Now, the General Accounting Office recently released their Fed Audit and showed that from 2007 through 2010 bailouts summed to $16 trillion dollars(page 131)

$16 trillion dollars in bailout money was created.   That amount of money is enough to practically buy every house in the United States at their present value. 

$16 trillion in bailouts for real home declines that were much less, only $6 trillion over the same time frame.  Why were systemic losses much more than real estate declines?  Remember the financiers treated all this like a casino... ever hear of 'doubling-down' in blackjack?  Something like that. 

Anyway $1.6 trillion wound up as Excess Reserves back at the Central Bank.  So this means that for every $1.00 of bailout money secretly committed by the Fed (it took an act of Congress to force them to release the total amount, mind you), $0.10 cents wound up back at the Fed. Or put another way, every $1.00 in Excess Reserves means that $10.00 dollars in bailout/quantitative easing/glad-handing was done. 

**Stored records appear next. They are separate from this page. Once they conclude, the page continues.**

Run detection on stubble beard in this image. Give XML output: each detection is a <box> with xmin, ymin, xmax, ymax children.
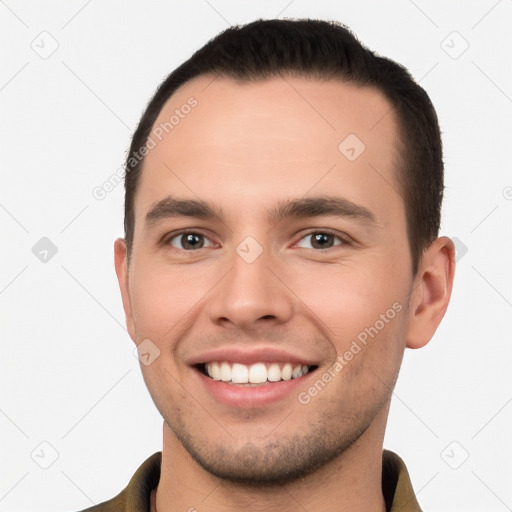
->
<box><xmin>164</xmin><ymin>402</ymin><xmax>384</xmax><ymax>488</ymax></box>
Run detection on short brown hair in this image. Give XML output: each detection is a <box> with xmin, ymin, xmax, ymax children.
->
<box><xmin>123</xmin><ymin>18</ymin><xmax>444</xmax><ymax>275</ymax></box>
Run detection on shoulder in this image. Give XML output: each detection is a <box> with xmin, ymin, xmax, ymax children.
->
<box><xmin>70</xmin><ymin>452</ymin><xmax>162</xmax><ymax>512</ymax></box>
<box><xmin>383</xmin><ymin>449</ymin><xmax>422</xmax><ymax>512</ymax></box>
<box><xmin>75</xmin><ymin>492</ymin><xmax>127</xmax><ymax>512</ymax></box>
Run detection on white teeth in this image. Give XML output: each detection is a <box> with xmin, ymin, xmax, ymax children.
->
<box><xmin>231</xmin><ymin>363</ymin><xmax>249</xmax><ymax>383</ymax></box>
<box><xmin>292</xmin><ymin>365</ymin><xmax>303</xmax><ymax>378</ymax></box>
<box><xmin>281</xmin><ymin>363</ymin><xmax>292</xmax><ymax>381</ymax></box>
<box><xmin>204</xmin><ymin>361</ymin><xmax>311</xmax><ymax>384</ymax></box>
<box><xmin>220</xmin><ymin>362</ymin><xmax>231</xmax><ymax>381</ymax></box>
<box><xmin>210</xmin><ymin>362</ymin><xmax>221</xmax><ymax>380</ymax></box>
<box><xmin>267</xmin><ymin>363</ymin><xmax>281</xmax><ymax>382</ymax></box>
<box><xmin>248</xmin><ymin>363</ymin><xmax>267</xmax><ymax>383</ymax></box>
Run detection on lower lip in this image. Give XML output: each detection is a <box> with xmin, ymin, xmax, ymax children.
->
<box><xmin>195</xmin><ymin>368</ymin><xmax>316</xmax><ymax>409</ymax></box>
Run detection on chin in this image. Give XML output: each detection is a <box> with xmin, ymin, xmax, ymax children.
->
<box><xmin>172</xmin><ymin>421</ymin><xmax>368</xmax><ymax>488</ymax></box>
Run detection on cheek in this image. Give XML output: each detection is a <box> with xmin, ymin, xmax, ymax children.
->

So if we end up with another $770 billion dollars in Excess Reserves, then this would imply another $7.7 trillion in Quantitative Easing remains ($770 billion Excess Reserves x $10.00 implied bailout dollars). 

I could be off by trillions here.  My logic could be all wrong.  My assumptions imply a linear or constant relationship in these factors over time and I don't think that is correct.

But I have nothing in the way of proprietary data to use for modeling.  Nothing in the way of the kinds of inputs those inside the system have had at their fingertips for years about bond quality, payment history, loan data.  None of that is public like stock prices or quarterly earnings reports.  The people analyzing that data and making decisions have either been blind, clueless, or in on the game and thereby stacking the odds for personal gain.

So until we have more people in Congress that force better release of data.. we're stuck making crude projections based upon sparse data points... and jumping for the bailout switch every time a banker/speculator jumps out of the dark at us and screams "BOO!".